Mobility With Responsibility

With smart devices gradually making their transition from the consumer space on to the enterprise desks, employee-owned mobile devices like iPhones and iPads bring with them productivity-enhancing applications. However, CIOs have a right to be concerned about this trend owing to security risks and potential network management challenges.

Knowledge workers- specifically those in a senior position and field staff, due to the nature of their job, can leverage these devices to a great extent. They can log into the CRM/ERP application through their smart devices and access any critical customer information while on the move, in their personal engagements, or while meeting with the customer. The information can also be provided to the customer on demand.

Smart devices can provide the flexibility to access information at will. It is very useful for client facing jobs where the speed of response is critical. Besides, employees remain connected like never before. They check mails and other updates out of office hours and even when on sick leaves.

Personally, I support the claim of smartphones and mobile devices adding to employee productivity, but only for a specific section of the workforce and not universally, owing to various challenges involved.

Challenges Involved

The portability of devices is a double edged sword. While it gives anywhere anytime access, the same facility also poses a threat. In case the user loses the device, it amounts to loss of confidential information which can fall into wrong hands. The use of wireless networks for data access is also risky as they are not as secured as wired networks. They also have the feature to store data which remains unencrypted.

Countering Security Challenge

Organisations are moving to a combination of alternatives, like issuing older versions of phones e.g. older Blackberry models which do not have a camera. Since the smart phones are becoming cheaper by the day, employees can very well bring their own personal devices to work. Hence those who follow rules, suffer due to lack of features into their devices compared to those who are using their own devices. This looks unfair to employees using the company devices and is not necessary the best way to tackle the problem.

The desired approach should be multi-pronged, something which is followed by most of the CIOs across organisations.

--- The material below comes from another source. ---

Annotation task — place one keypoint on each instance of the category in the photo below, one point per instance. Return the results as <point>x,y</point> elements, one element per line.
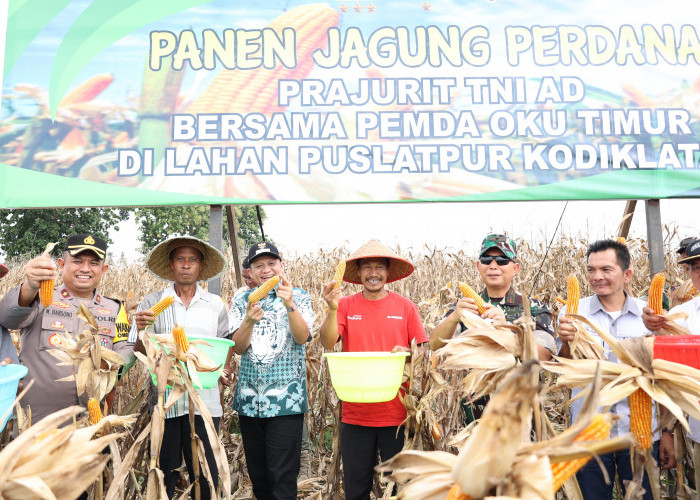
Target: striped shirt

Firstly, Bluetooth, USB ports connecting the PCs and laptops with smart devices can be deactivated and so should be other devices that act as a medium for data transfer. Wireless access should be secured and password protected and there should be smart firewalls to ensure authorised access of data.

Secondly, while the number of controls can be innumerable, the need to connect is still imperative. Companies fulfill this by opening access to internet and social networking sites and other sources of information during a limited window of time during or after work hours.

The other way, typically known as ‘self-policing’, has been a regular in many companies including Tech Mahindra. Herein, an entire team is deprived of a particular service if a member of the team has broken the set rules of the respective service. These strict regulations should be backed by tailored awareness campaigns, mentoring employees to operate by the rule book and getting them to understand why it is important and how it results in better information security. These practices have proven to be reasonably effective for CIOs.

In this dynamic scenario, the key is not to be authoritarian and practice over-regulation because the restrictive approach usually results in employees managing workarounds due to ever-changing technology.